New Bern. Hawkins, Ted, and Maggie sneak into position behind the same charred wreck of a car. Hawkins is off to the factory to do a little munitions shopping, and he wants Ted to cover the guards on the roof. "I thought I was driving," Ted protests nervously. Plans change during a bomb-fueled jailbreak in a post-apocalyptic world; learn to roll with it. Hawkins hands over his gun, which Ted looks at like it's a big ugly bug, and orders Ted to take the sniper out first if necessary. "Five months ago, you know what I was doing?" Ted asks anyone who cares. Hunting jackrabbits? "Customizing my truck." Of course you were. Maggie was working on her Russian lit dissertation. Maggie asks Hawkins, "What were you doing last time things were normal?" Oh, this will be good. "I can't remember back that far," Hawkins says with a wry smile. I love him. Maggie asks how they'll know when he's finished. Hawkins cocks his gun and says, "You'll know." Of course they will. Because he's Hawkins.

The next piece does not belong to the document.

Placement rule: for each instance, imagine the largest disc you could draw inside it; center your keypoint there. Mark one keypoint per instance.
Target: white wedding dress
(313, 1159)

Connie pulls up with Russell and Dad and strides away into New Bern's Town Hall. Russell offers to wait, but Dad kindly tells him to go home. "We can fix this," Russell says desperately. "It doesn't have to end this way." Dad waxes prophetic: "I get the feeling it's just getting started." He offers sanctuary to Russell in Jericho. Russell can't. New Bern is his home. He's got a family, a daughter. Plus, he keeps hoping that if he stays, they can fix all this. Aw, poor, good, idealistic Russell. Dad grips Russell's upper arm in farewell and walks away. Russell thinks for a moment then follows Dad again, saying, "You get in a bad situation, go to the railroad tracks and go east." It will get him to Route 70, and he won't have to deal with the checkpoints. They shake, and Dad thanks him again. Connie comes out, not looking at Dad, and says it's not a "good day." Dad will have to come back tomorrow. Because today, his sons are partly bleeding with a chance of sporadic bruising. Tomorrow, however, they are expecting a cold-pack front with afternoon scabbing. Dad's not leaving until he sees his sons. Connie offers him a deal: return all of Connie's citizens who were shot, and Dad can have fifteen minutes with his sons. Dad is quietly threatening. Perkins comes up. Dad gives him a quick once-over, dismisses him as unimportant, and jerks his head at Perkins, asking Connie, "What's this?" His escort to the checkpoint. Another deputy walks up. Dad glares long and hard at Connie as he backs away before turning around to get back into the car.